Hi, What do you mean when you say you could not see all the performance data for all statements?
Do you mean that you could not see ANY events correlated with lines in your program, or that you saw events only for some lines?
It is normal to see events only for some lines of code in a program. You will not get an event count for every line. Since all processors are pipelined and have multiple execution units, and today's processors often even have multiple cores or hyper-threads, many statements can be executing at once. Vtune Analyzer also only interrupts the processor at a certain interval, and it takes a few micro-seconds for the processor to respond and process the interrupt (which records what code was running at the time). Both of those factors mean that the event counts will not be perfect for every line - often, you will see for a loop that most of the event counts go to a particular line of code with hardly any on the other lines.
Before going into this further, let me know what exactly you are looking for and we can see if there is an issue. Thanks, Shannon Cepeda
I mean the event data was shown for only some lines.
I basically want to measure the running time of a few selected loops in the program. I am characterizing the loops based on a few patterns and I want to know what percentage of the total time for the program is spent in these loops.
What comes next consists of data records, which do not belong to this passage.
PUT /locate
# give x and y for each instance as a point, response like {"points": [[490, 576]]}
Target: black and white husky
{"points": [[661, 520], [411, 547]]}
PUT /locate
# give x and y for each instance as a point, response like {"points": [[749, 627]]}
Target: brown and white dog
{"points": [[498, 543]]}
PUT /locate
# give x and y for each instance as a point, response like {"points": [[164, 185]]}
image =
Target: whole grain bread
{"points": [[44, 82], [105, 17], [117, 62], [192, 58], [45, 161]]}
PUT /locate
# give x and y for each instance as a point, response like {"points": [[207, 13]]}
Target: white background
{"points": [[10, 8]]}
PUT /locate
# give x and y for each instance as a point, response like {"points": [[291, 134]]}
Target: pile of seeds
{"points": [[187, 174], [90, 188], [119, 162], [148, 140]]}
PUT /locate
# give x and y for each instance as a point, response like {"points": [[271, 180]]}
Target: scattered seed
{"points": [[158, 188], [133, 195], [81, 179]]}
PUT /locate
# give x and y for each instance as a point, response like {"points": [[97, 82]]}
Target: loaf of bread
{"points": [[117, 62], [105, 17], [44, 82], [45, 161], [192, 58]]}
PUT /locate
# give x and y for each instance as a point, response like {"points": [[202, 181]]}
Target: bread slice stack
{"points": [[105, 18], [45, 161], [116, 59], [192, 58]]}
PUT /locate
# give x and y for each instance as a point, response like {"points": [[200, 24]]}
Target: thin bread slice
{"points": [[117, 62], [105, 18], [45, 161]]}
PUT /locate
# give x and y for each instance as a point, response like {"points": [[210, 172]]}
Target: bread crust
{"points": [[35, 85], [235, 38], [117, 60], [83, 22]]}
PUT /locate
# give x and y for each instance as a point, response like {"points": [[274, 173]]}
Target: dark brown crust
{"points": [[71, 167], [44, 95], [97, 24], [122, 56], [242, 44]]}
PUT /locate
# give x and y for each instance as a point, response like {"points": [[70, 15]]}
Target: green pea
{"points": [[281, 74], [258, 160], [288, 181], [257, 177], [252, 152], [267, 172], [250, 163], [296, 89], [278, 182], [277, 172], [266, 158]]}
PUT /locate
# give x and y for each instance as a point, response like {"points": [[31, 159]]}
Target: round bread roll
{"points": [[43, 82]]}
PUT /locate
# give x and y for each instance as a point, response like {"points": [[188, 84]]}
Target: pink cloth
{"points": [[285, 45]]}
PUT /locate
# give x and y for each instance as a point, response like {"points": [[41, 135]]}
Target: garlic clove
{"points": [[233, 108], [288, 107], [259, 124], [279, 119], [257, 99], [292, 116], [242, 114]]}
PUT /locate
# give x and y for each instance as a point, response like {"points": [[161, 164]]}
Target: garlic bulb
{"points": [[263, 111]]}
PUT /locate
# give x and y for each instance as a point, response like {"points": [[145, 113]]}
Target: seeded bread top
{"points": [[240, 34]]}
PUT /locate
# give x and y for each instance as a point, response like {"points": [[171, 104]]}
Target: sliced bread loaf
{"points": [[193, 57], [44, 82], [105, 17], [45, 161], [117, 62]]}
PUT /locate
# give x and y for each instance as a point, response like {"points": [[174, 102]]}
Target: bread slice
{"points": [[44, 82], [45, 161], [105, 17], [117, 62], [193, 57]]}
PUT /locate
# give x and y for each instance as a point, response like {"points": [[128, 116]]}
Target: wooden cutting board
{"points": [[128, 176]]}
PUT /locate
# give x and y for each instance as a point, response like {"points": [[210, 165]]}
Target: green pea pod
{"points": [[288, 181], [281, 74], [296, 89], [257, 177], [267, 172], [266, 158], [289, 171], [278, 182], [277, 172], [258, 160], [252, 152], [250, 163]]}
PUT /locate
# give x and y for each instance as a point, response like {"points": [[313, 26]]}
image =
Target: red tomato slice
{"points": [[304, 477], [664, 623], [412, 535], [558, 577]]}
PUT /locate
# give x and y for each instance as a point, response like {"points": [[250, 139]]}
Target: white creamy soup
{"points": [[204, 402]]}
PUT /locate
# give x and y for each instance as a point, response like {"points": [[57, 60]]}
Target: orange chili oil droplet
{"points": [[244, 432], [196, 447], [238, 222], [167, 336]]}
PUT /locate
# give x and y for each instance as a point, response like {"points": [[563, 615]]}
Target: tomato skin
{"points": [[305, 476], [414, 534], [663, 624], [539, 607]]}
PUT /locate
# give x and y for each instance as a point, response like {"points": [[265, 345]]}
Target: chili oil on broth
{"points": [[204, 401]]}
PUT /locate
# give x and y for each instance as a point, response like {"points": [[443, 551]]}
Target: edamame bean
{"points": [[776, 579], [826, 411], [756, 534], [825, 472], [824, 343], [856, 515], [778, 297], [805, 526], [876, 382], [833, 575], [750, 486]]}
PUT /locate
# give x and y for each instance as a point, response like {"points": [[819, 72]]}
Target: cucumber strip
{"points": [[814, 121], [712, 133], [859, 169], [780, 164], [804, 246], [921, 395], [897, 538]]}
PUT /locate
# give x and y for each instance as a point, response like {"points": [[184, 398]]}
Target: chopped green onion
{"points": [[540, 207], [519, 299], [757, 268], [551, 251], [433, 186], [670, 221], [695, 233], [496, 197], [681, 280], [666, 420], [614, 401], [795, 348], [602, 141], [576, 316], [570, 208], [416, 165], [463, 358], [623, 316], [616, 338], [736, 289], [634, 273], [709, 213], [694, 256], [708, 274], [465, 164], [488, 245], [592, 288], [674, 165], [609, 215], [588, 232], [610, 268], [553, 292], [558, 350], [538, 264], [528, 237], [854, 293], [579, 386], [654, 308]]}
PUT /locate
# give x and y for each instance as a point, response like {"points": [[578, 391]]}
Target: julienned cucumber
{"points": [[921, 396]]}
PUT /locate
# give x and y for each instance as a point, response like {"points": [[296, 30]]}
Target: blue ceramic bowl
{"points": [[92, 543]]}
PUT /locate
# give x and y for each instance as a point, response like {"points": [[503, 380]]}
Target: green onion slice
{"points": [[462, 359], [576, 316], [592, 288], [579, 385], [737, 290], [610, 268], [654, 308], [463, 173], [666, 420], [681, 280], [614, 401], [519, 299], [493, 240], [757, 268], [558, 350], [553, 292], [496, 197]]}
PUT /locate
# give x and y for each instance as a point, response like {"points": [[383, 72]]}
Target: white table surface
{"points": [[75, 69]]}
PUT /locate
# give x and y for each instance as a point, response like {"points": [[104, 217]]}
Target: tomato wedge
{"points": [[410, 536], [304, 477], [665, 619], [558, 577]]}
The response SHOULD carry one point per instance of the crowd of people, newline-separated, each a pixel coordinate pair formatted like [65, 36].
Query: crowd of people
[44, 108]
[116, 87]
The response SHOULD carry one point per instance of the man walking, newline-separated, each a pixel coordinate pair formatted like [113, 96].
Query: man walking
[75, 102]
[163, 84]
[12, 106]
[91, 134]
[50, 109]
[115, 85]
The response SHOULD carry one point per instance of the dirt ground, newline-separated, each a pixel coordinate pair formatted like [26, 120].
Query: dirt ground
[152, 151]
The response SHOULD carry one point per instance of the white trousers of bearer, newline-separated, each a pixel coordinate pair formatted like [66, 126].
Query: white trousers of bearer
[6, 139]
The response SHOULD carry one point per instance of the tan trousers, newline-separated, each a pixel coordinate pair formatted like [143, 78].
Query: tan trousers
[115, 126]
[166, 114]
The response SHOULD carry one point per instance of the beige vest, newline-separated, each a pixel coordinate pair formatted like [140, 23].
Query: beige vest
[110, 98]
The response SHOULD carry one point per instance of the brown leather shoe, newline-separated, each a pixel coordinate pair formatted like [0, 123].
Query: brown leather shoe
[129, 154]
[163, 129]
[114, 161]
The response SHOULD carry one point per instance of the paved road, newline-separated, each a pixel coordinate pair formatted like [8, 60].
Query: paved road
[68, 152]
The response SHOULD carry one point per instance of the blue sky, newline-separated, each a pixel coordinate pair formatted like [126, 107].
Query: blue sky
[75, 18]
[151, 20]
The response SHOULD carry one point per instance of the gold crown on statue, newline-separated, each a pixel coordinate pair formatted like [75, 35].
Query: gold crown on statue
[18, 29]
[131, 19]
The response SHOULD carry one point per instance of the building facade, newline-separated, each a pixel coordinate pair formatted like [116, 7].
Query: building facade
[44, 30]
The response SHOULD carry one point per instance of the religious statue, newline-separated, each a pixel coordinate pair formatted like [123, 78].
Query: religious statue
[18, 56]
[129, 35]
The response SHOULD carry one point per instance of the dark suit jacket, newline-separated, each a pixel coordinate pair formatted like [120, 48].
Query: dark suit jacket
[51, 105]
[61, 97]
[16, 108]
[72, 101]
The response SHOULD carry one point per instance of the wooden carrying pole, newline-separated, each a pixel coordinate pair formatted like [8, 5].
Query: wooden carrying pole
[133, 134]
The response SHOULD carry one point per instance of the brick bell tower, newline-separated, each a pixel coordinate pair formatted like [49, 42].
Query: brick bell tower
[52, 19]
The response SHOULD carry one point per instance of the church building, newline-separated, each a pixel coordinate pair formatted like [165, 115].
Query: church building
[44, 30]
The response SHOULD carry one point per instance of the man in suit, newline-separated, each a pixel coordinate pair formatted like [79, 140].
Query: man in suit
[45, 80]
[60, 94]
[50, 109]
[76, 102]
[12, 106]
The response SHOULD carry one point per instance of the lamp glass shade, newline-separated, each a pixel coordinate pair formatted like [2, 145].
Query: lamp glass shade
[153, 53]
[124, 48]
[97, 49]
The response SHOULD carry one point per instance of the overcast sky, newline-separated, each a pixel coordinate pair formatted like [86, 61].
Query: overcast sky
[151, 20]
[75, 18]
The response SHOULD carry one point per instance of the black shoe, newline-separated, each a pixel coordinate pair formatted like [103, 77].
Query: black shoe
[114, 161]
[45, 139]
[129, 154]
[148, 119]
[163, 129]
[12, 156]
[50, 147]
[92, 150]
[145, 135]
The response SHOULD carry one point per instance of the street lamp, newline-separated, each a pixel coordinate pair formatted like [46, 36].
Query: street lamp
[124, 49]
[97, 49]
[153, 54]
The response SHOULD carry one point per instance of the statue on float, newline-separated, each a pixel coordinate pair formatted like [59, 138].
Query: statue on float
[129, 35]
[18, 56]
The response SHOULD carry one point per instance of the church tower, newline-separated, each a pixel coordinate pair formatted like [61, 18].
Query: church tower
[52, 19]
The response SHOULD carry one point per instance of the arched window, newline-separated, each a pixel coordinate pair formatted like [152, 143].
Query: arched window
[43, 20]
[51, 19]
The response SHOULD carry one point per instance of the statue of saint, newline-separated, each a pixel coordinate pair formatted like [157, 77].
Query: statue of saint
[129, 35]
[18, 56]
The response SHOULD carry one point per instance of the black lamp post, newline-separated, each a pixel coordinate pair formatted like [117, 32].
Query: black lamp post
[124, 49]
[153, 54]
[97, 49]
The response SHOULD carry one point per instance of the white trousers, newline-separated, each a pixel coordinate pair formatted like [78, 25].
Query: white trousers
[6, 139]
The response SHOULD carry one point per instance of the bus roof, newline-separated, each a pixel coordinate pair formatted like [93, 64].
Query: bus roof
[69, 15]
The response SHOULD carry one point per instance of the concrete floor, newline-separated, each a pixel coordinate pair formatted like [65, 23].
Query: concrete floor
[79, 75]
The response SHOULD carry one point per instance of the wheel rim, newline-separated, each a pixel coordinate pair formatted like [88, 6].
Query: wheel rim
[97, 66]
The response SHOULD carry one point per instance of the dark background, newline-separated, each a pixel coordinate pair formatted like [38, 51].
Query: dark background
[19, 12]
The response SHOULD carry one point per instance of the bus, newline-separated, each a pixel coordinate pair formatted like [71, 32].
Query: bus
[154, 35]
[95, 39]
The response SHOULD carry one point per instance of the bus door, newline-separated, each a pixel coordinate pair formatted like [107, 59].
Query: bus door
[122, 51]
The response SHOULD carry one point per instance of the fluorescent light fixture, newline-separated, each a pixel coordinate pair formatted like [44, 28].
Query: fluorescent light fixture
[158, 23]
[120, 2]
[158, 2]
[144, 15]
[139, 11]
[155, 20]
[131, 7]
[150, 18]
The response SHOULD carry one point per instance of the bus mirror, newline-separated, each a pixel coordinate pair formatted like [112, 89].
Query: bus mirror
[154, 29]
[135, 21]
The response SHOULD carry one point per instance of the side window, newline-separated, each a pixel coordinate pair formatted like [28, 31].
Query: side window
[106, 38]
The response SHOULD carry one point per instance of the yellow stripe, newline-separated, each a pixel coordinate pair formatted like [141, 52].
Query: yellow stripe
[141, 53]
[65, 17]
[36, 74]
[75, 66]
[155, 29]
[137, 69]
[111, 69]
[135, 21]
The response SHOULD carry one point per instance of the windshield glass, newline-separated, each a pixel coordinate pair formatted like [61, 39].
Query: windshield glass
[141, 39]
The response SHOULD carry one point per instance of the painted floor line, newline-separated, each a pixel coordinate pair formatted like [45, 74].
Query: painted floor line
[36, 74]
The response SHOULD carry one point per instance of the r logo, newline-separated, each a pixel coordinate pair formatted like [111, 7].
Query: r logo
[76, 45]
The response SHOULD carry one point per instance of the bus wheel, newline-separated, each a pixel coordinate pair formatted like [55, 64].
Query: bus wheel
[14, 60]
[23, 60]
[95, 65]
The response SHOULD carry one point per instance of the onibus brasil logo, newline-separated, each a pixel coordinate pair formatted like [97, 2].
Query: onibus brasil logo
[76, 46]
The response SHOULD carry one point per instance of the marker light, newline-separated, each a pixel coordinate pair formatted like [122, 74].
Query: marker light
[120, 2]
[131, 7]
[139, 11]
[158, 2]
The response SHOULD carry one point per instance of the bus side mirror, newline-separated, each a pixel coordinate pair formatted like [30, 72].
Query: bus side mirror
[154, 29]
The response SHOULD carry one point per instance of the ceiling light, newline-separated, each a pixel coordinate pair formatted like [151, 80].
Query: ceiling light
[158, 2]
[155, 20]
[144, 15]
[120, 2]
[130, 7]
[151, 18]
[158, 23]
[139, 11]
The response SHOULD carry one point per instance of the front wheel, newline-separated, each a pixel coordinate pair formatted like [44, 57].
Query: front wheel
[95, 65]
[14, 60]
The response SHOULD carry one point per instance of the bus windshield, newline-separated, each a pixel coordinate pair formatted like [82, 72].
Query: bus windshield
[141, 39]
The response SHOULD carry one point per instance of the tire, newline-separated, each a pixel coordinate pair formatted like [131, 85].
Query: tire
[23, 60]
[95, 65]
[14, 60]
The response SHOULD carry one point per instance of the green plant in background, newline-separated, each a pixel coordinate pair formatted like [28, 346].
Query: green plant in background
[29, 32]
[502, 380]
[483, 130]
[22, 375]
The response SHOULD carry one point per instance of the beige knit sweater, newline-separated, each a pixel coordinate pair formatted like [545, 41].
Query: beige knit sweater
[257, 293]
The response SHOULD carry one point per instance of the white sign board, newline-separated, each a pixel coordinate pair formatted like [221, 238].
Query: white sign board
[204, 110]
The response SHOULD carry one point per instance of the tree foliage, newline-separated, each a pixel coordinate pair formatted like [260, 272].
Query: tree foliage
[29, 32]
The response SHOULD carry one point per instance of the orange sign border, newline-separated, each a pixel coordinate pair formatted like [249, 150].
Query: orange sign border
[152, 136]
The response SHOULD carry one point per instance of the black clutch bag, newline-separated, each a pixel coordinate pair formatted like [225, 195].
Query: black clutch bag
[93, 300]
want to measure the running times of a few selected loops in a C program so
as to see what percentage of the total time for executing the program is spent in these loops. I should be able to specify the
loops for which the performance should be measured. vtune's focus is on the performance bottlenecks
and it only shows the time for those. Also, vtune does not support time based sampling on linux. Even with event based sampling I cannot select a period of of less than 1ms. So if one loop takes
lesser time than that then its execution time won't be reported.
VTune Analyzer does not report event counts for every line in a program. The way that event-based sampling works is that while your application is running, the processor is periodically interrupted and the statement, function, module, and process information is recorded. These interrupts happen whenever it is time to collect data for a particular event. The interval, called the Sample After Value (SAV), is usually determined by VTune, although you can set it yourself if you want. The idea is that by doing this sampling you get a statistical profile of which parts of your code are resulting in the most events.
This means that you will not get a line-by-line breakdown of your code and what happens for each statement. If you want to measure the running time of one loop against another, theeasiest and most preciseway to do that is to actually time the code. Intel Threading Building Blocks (TBB) has a great thread-aware timer object called tick_count. It is very easy to use and you can try it using TBB for free. You can either download an evaluation copy of TBB or download the open source version (subject to the GPLv2 license with the runtime exception). Instead of the TBB tick_count timer you could also use RDTSCisntruction to read the timestamp counter.
VTune Analyzer is meant to be used as a profiling tool, to allow you to determine which parts of your code are responsible for the most events (time, cache misses, etc). It helps you to find the bottlenecks in your code and to know where to focus on optimizations. Hope this helps!